Posted: 22 Jan 2007 10:55
by DaleStan
If Photoshop causes problems, then why do people insist on using it? I have never had problems with GIMP, and I've heard that there are patches/plugins/something that make it look like Photoshop.

Posted: 22 Jan 2007 11:32
by Purno
MS Paint has never given me any troubles...
You don't need such an advanced tool as PhotoShop anyways...

Posted: 22 Jan 2007 11:49
by Wile E. Coyote
If you must use Photoshop, use this hint:

Decode any GRF. Open obtained PCX in Photoshop, erase eveything in it and save it as blank.pcx. Later, when you want to draw something, open blank.pcx and work in it.

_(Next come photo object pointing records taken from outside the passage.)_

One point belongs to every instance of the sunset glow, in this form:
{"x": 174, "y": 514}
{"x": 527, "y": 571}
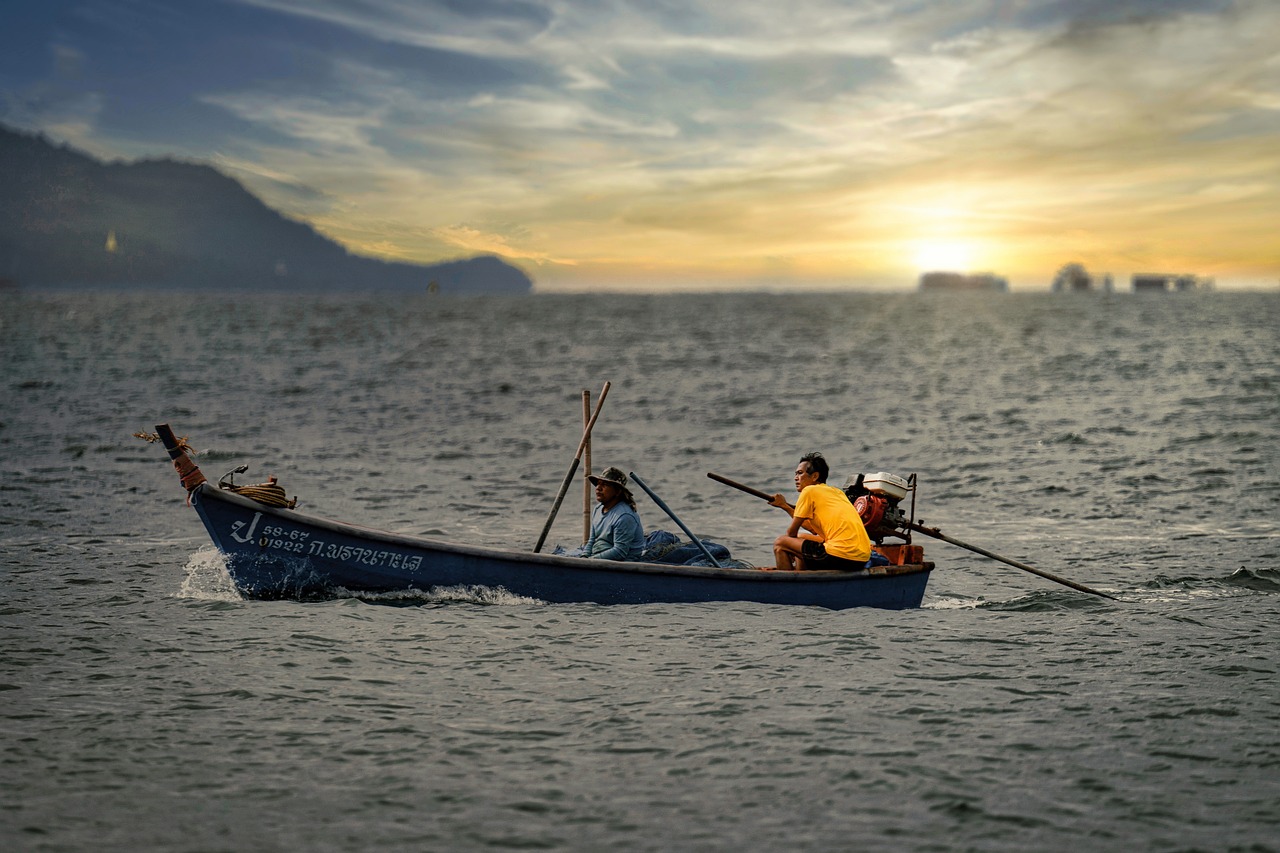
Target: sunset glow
{"x": 842, "y": 144}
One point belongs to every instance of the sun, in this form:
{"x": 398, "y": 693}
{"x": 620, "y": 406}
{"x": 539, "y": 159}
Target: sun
{"x": 942, "y": 255}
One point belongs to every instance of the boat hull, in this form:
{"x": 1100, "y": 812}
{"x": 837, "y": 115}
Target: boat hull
{"x": 282, "y": 553}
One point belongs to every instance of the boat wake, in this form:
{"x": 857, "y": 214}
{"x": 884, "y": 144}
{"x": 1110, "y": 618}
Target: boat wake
{"x": 440, "y": 594}
{"x": 208, "y": 578}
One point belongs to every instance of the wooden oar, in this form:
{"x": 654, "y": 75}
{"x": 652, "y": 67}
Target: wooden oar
{"x": 572, "y": 469}
{"x": 673, "y": 518}
{"x": 938, "y": 534}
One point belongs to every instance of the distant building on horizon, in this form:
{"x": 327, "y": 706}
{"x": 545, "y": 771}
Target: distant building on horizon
{"x": 1074, "y": 278}
{"x": 1165, "y": 282}
{"x": 944, "y": 281}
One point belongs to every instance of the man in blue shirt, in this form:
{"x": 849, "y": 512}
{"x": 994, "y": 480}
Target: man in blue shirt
{"x": 616, "y": 529}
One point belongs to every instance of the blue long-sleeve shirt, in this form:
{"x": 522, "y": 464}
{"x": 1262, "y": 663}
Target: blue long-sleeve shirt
{"x": 616, "y": 534}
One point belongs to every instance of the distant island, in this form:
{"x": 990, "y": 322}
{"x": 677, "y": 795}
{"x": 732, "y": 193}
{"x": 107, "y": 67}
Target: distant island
{"x": 68, "y": 219}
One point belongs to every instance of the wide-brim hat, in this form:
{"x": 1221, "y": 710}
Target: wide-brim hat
{"x": 611, "y": 475}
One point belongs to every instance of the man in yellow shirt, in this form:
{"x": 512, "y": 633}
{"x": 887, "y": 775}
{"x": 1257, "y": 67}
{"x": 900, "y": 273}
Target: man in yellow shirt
{"x": 833, "y": 536}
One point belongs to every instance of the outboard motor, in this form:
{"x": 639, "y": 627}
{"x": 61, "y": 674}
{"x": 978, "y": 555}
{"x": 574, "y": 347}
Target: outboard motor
{"x": 878, "y": 498}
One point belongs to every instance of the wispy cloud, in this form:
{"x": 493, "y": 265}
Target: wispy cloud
{"x": 707, "y": 138}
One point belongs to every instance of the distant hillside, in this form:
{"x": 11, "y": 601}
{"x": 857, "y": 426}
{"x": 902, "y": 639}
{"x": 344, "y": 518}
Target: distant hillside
{"x": 69, "y": 219}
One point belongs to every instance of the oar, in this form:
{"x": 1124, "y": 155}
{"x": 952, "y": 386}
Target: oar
{"x": 676, "y": 519}
{"x": 938, "y": 534}
{"x": 572, "y": 469}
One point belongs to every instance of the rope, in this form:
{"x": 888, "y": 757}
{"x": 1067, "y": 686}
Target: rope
{"x": 268, "y": 493}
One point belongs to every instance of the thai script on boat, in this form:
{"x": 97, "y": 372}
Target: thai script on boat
{"x": 301, "y": 542}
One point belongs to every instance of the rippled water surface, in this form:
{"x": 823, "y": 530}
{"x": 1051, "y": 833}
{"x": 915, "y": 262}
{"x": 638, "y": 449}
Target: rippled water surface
{"x": 1129, "y": 443}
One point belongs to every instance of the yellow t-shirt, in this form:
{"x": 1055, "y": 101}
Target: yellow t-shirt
{"x": 835, "y": 520}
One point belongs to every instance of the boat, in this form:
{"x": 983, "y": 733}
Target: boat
{"x": 274, "y": 551}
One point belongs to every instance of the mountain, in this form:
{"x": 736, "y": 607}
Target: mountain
{"x": 69, "y": 219}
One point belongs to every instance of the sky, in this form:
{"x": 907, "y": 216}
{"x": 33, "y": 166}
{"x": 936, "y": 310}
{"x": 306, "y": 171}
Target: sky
{"x": 700, "y": 144}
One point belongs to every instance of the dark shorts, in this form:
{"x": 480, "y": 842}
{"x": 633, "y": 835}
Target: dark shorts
{"x": 817, "y": 557}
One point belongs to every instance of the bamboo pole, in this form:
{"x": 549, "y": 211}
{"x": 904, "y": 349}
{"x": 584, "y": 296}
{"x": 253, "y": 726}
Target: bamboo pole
{"x": 572, "y": 469}
{"x": 586, "y": 470}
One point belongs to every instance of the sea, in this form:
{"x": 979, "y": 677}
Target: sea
{"x": 1125, "y": 442}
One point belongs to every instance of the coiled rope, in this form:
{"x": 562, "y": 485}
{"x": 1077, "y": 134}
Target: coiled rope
{"x": 269, "y": 493}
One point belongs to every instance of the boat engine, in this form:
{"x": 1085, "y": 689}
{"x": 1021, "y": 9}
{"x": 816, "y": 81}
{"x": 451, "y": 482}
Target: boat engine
{"x": 878, "y": 498}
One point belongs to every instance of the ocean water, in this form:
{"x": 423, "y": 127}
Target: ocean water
{"x": 1125, "y": 442}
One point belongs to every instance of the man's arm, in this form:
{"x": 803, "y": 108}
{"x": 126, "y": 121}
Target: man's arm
{"x": 781, "y": 502}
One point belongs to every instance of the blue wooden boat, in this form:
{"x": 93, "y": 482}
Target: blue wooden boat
{"x": 273, "y": 551}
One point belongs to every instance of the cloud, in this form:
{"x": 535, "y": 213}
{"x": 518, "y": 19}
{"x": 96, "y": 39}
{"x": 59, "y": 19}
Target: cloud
{"x": 652, "y": 136}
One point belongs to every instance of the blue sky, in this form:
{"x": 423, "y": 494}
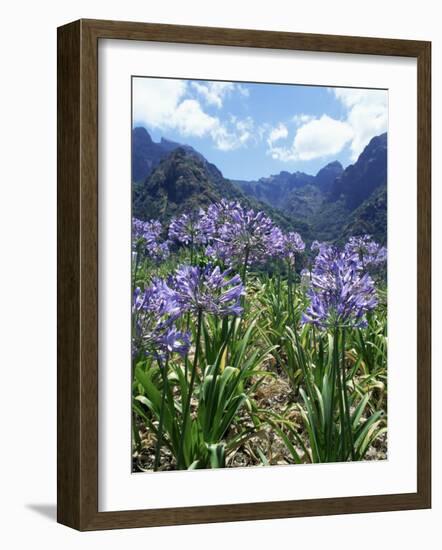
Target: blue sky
{"x": 253, "y": 130}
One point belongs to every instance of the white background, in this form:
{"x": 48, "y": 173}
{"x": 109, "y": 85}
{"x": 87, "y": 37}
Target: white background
{"x": 118, "y": 488}
{"x": 27, "y": 292}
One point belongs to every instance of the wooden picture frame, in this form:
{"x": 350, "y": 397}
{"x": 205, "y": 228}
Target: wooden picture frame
{"x": 78, "y": 274}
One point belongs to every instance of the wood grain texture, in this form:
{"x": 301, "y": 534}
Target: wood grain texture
{"x": 77, "y": 224}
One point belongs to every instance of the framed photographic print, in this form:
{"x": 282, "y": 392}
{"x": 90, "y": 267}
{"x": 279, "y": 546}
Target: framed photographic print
{"x": 243, "y": 275}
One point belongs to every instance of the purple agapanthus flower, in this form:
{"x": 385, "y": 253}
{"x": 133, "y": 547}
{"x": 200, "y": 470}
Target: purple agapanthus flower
{"x": 340, "y": 293}
{"x": 208, "y": 290}
{"x": 245, "y": 235}
{"x": 368, "y": 250}
{"x": 155, "y": 311}
{"x": 194, "y": 228}
{"x": 146, "y": 239}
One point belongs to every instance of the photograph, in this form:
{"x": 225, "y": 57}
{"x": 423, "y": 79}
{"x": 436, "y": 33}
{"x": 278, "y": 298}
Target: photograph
{"x": 259, "y": 274}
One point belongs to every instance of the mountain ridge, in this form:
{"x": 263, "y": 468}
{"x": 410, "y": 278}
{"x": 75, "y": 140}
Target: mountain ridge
{"x": 326, "y": 206}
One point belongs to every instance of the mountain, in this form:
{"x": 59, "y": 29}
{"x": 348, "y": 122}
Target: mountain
{"x": 184, "y": 181}
{"x": 359, "y": 180}
{"x": 275, "y": 189}
{"x": 147, "y": 154}
{"x": 326, "y": 176}
{"x": 335, "y": 201}
{"x": 170, "y": 178}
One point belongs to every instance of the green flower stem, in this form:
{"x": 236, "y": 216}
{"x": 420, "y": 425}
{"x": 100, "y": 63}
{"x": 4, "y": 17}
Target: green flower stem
{"x": 137, "y": 263}
{"x": 337, "y": 371}
{"x": 190, "y": 390}
{"x": 346, "y": 400}
{"x": 160, "y": 425}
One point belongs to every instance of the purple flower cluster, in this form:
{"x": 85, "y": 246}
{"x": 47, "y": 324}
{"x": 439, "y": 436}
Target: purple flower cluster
{"x": 243, "y": 235}
{"x": 368, "y": 251}
{"x": 155, "y": 311}
{"x": 146, "y": 238}
{"x": 208, "y": 290}
{"x": 340, "y": 293}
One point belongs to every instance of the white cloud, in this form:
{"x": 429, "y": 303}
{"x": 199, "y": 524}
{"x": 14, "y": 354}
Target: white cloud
{"x": 165, "y": 104}
{"x": 302, "y": 119}
{"x": 156, "y": 100}
{"x": 189, "y": 119}
{"x": 277, "y": 133}
{"x": 237, "y": 134}
{"x": 214, "y": 93}
{"x": 367, "y": 114}
{"x": 319, "y": 137}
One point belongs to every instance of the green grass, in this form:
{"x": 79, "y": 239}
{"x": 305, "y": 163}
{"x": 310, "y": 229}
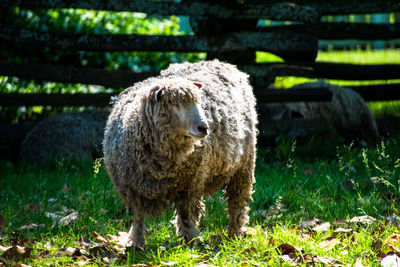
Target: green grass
{"x": 387, "y": 56}
{"x": 292, "y": 186}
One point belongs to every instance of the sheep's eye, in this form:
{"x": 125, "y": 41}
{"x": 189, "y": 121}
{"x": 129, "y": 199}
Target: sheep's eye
{"x": 158, "y": 95}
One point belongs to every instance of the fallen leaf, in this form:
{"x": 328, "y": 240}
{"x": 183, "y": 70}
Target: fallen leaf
{"x": 394, "y": 220}
{"x": 17, "y": 253}
{"x": 2, "y": 221}
{"x": 170, "y": 263}
{"x": 66, "y": 189}
{"x": 393, "y": 238}
{"x": 391, "y": 260}
{"x": 309, "y": 171}
{"x": 250, "y": 231}
{"x": 64, "y": 221}
{"x": 31, "y": 226}
{"x": 33, "y": 207}
{"x": 340, "y": 224}
{"x": 3, "y": 249}
{"x": 99, "y": 237}
{"x": 120, "y": 241}
{"x": 358, "y": 263}
{"x": 308, "y": 224}
{"x": 323, "y": 227}
{"x": 52, "y": 215}
{"x": 329, "y": 243}
{"x": 102, "y": 252}
{"x": 309, "y": 258}
{"x": 342, "y": 232}
{"x": 379, "y": 229}
{"x": 286, "y": 249}
{"x": 392, "y": 248}
{"x": 329, "y": 261}
{"x": 376, "y": 244}
{"x": 292, "y": 259}
{"x": 70, "y": 251}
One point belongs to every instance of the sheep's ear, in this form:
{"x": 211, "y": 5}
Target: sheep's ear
{"x": 198, "y": 85}
{"x": 155, "y": 93}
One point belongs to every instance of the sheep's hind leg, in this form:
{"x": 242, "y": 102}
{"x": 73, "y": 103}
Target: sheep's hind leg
{"x": 238, "y": 195}
{"x": 185, "y": 220}
{"x": 136, "y": 233}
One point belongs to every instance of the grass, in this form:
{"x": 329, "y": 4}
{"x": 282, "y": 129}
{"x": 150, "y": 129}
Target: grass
{"x": 370, "y": 56}
{"x": 292, "y": 187}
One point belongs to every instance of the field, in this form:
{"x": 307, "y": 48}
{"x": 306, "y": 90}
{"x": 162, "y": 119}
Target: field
{"x": 387, "y": 56}
{"x": 307, "y": 210}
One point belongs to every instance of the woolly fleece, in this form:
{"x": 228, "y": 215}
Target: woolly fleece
{"x": 154, "y": 164}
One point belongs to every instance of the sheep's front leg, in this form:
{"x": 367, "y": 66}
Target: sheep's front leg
{"x": 185, "y": 220}
{"x": 238, "y": 195}
{"x": 136, "y": 233}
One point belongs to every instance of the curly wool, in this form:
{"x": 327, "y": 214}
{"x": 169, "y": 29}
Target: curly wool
{"x": 346, "y": 115}
{"x": 151, "y": 164}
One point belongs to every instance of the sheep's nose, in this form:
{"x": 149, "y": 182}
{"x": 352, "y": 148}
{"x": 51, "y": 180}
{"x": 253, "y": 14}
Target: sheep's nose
{"x": 203, "y": 129}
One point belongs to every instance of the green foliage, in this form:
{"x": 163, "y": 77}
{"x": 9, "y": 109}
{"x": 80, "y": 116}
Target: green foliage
{"x": 345, "y": 182}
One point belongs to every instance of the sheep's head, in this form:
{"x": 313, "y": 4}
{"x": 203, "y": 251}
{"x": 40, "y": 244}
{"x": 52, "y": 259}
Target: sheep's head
{"x": 176, "y": 106}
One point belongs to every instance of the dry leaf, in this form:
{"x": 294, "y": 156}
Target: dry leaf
{"x": 33, "y": 207}
{"x": 393, "y": 238}
{"x": 324, "y": 260}
{"x": 65, "y": 189}
{"x": 64, "y": 221}
{"x": 365, "y": 220}
{"x": 342, "y": 231}
{"x": 17, "y": 253}
{"x": 309, "y": 224}
{"x": 358, "y": 263}
{"x": 323, "y": 227}
{"x": 394, "y": 220}
{"x": 391, "y": 260}
{"x": 119, "y": 241}
{"x": 99, "y": 237}
{"x": 3, "y": 249}
{"x": 250, "y": 231}
{"x": 31, "y": 226}
{"x": 286, "y": 249}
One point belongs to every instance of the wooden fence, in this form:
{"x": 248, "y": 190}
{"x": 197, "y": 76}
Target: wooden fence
{"x": 224, "y": 29}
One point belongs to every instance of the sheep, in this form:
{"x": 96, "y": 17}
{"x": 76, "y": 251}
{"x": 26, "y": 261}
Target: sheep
{"x": 180, "y": 137}
{"x": 346, "y": 115}
{"x": 64, "y": 136}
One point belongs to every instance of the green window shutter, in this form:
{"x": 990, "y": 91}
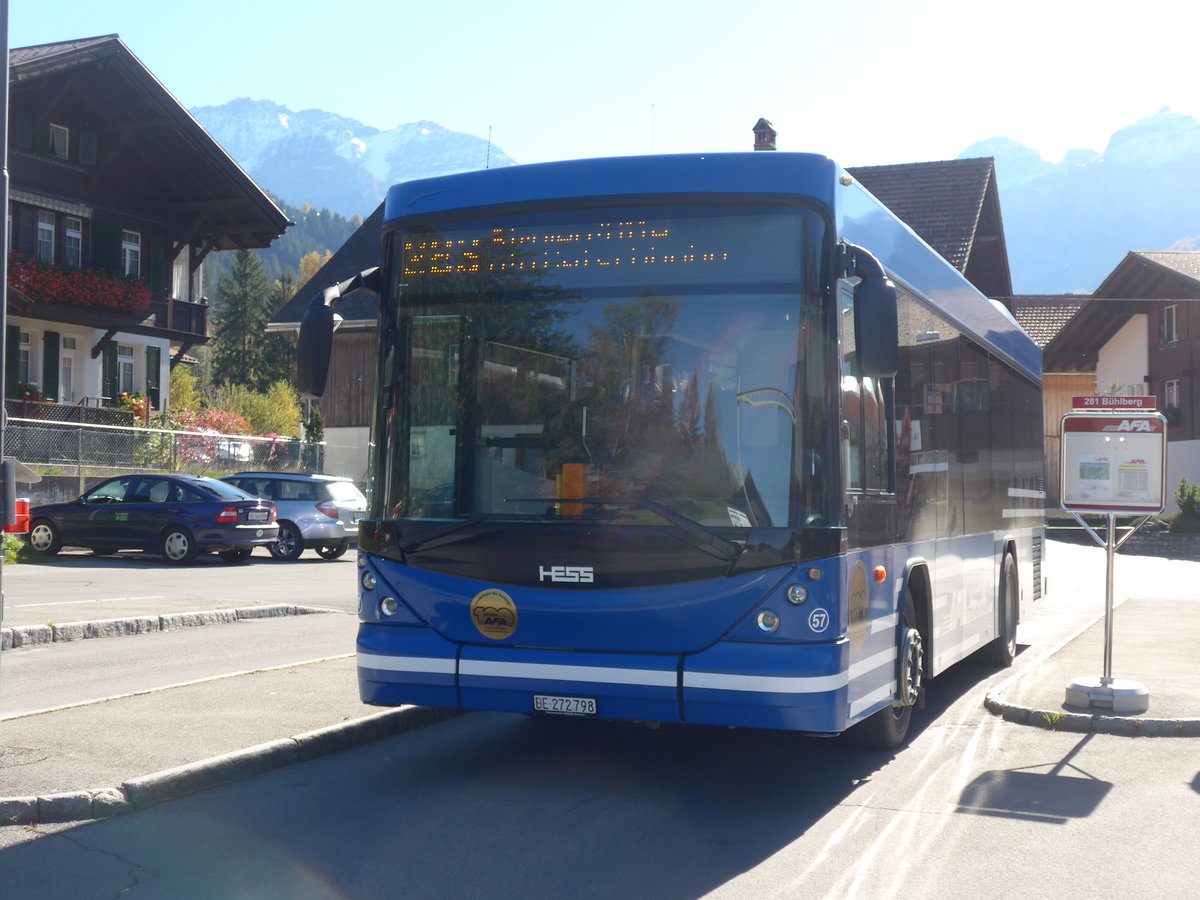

Also, there are several TTD palettes for Photoshop in Forums, altough it's not neceserry to use palette: just paste palette (for example, from Wiki) in blank.pcx and you'll allways have allowable colours.

Posted: 22 Jan 2007 13:22
by lifeblood
Wile E. Coyote wrote: Also, there are several TTD palettes for Photoshop in Forums, altough it's not neceserry to use palette: just paste palette (for example, from Wiki) in blank.pcx and you'll allways have allowable colours.
This is what I do in photoshop. I've never had too many problems with it, and most errors were caused by sloppyness on my part. It does have some useful features that are absent in MSpaint. I highly recommend it.

Posted: 22 Jan 2007 13:41
by XeryusTC
Wile E. Coyote wrote:Decode any GRF. Open obtained PCX in Photoshop, erase eveything in it and save it as blank.pcx. Later, when you want to draw something, open blank.pcx and work in it.
I also did this after I got problems with TrueColor PCX files, but I only need to reorder and number (loads easier) them.

Oh, and I use Photoshop because I also do some other things with it and having another program only for moving sprites is kinda useless IMO.

Anyway, this is getting offtopic. So, characteristics are shown as a real copy of the screen.